Mehr noch: Wüsste man es nicht auf der Basis von vorausgegangenen Bühnenereignissen anders, müsste man sich allein auf „ I Did It My Way“ verlassen, käme man kaum auf die Idee, dass Eidinger ein guter Schauspieler sei. Von Frank Sinatra, mit dem man wohl eine Figur identifizieren darf, die ausschließlich mit dessen Liedern spricht, auch wenn er sie nicht ausdrücklich verkörpert, hat er absolut nichts, jedenfalls nicht die Lockerheit, die den Crooner und das Rat Pack – neben Sinatra Dean Martin und Sammy Davis Jr. – kennzeichnet. Musikalisch wie darstellerisch kommt er nicht an, sagen wir, Michael Heltau, Harald Juhnke oder Werner Schneyder (vor 60 Jahren in der Bar des Böglerhofs mit einem angeheiterten Sławomir Mrożek an der Theke) heran.

  1. Montiert hat der Regisseur und derzeitige Intendant der Ruhrtriennale Ivo Van Hove die Folge von Songs mittels einer angedeuteten Story, die den Abend dem Musical annähern soll. Sagen wir es unverblümt: Sie ist „anständig“, aber von deprimierender Schlichtheit. Das passt in unsere Zeit. Mit diesen Klischees wird man nirgends anecken. Der Ruf nach Absetzung oder Verbot ist nicht zu befürchten. Dieses „Libretto“ stößt mitten in den Konsens diesseits der AfD.

Da die einzelnen Songs von Frank Sinatra und Nina Simone inhaltlich nichts miteinander zu tun haben, kann der nachgelieferte Zusammenhang für den Liederabend (denn das ist die Sache weit eher als ein Musical) nur eine Notlösung sein. Sie gleicht nicht den dramaturgisch durchdachten Bühnenmusicals und nicht einmal Musicalfilmen oder Filmmusicals, bei denen die Handlung lediglich den Anlass für die einzelnen Gesangsnummern liefert, wie „Top Hat“, „Easter Parade“, „On the Town“. „An American in Paris“, „Singin’ In The Rain“, „A Star Is Born“, „My Fair Lady“, „West Side Story“ oder gar Jacques Demys geniale „Les Parapluies de Chérbourg“ sind von einem anderen Kontinent. Noch der Film „High Society“ von 1956, in dem der echte Frank Sinatra neben Bing Crosby, Grace Kelly und Louis Armstrong mitspielte, war, verglichen mit Van Hoves Entwurf, ein Ausbund an literarischer Fantasie.

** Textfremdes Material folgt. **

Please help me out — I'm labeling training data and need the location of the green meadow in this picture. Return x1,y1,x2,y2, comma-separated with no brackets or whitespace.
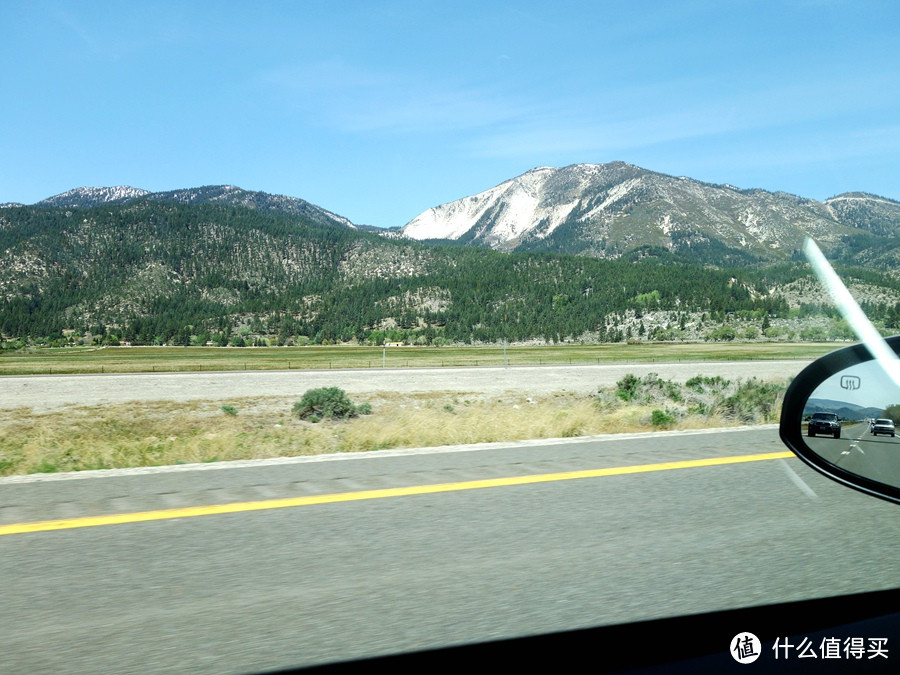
0,342,844,375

Bleibt als Pluspunkt das hervorragende Staatsorchester Stuttgart mit nicht immer optimalen Arrangements (so dröge hat man „Black Magic“ selten gehört). Die armseligen Choreografien hingegen beschämen jene, die vergessen haben, dass das Event im Haus des weltberühmten Stuttgarter Balletts stattfindet.

An einer Stelle zitiert Eidingers überlegene Partnerin Larissa Sirah Herden Billy Holidays „Strange Fruit“. Es ist, neben dem Filmdokument einer Rede von Martin Luther King, die mit einem Blues unterlegt ist, als sänge der legendäre Bürgerrechtler, der Höhepunkt des Abends. Mit Frank Sinatra haben die beiden Szenen nichts zu tun.